In his introduction, Arthur Koestler (1976) says: "When I first read Fred Uhlman's 'Reunion' some years ago, I wrote to the author (whom I only knew by reputation as a painter) that I considered it a minor masterpiece." Coming from Koestler, who wrote another such masterpiece 'Darkness at Noon' this is a compliment of the highest order. Both books are worthy of being read in the same light. Koestler, like a few others, recognized the book's merits when it was first published.
The opening lines of 'Reunion' are telling: "He came into my life in February 1932 and never left it again. More than a quarter of a century has passed since then, more than nine thousand days, desultory and tedious, hollow with the sense of effort or work without hope - days and years, many of them as dead as dry leaves on a dead tree.
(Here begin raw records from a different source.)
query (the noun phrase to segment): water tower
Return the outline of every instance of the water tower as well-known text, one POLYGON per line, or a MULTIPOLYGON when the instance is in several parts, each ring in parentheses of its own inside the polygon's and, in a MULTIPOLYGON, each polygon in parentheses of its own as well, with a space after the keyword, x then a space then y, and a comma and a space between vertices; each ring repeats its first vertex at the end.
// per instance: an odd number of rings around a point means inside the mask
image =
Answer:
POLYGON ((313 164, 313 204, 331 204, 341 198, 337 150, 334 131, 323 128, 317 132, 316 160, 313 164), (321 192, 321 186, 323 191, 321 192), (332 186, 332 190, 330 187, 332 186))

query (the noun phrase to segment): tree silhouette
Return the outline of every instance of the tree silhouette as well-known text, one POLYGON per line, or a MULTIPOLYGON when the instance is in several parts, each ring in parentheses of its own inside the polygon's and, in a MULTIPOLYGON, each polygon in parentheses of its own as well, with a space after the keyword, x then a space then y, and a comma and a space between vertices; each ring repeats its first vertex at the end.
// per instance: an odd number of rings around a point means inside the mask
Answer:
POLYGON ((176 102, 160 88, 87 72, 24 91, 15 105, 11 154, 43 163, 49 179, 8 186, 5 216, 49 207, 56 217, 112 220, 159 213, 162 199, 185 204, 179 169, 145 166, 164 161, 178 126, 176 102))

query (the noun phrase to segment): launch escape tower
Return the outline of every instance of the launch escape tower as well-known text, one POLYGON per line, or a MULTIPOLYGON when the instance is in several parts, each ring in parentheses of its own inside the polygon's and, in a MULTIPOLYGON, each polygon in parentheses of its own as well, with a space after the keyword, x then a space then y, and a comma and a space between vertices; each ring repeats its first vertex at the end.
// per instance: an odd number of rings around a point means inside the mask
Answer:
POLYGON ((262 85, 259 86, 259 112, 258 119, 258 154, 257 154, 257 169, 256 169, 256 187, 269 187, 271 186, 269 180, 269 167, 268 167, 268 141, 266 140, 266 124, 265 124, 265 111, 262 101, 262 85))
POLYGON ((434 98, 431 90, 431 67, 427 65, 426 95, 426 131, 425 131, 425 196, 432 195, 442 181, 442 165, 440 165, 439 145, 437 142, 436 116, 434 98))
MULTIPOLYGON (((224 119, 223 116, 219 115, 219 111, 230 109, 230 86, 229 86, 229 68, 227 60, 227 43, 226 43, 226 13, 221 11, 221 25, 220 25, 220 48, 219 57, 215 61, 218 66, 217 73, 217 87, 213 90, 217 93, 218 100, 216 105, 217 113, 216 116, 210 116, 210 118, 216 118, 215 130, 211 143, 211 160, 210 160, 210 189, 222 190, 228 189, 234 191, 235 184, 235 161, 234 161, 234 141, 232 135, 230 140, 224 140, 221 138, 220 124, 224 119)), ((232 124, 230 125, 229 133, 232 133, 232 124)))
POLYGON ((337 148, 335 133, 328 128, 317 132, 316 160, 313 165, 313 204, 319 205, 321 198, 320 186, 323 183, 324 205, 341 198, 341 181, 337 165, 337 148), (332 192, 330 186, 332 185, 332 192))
I can remember the day and the hour when I first set my eyes on this boy who was to be the source of my greatest happiness and of my greatest despair."
This novella is worth reading at least twice to grasp the significance of what Uhlman says in this short masterpiece, something that many writers fail to do in works of fiction three or four times its size. What Uhlman says, in this beautifully written work, affects us all.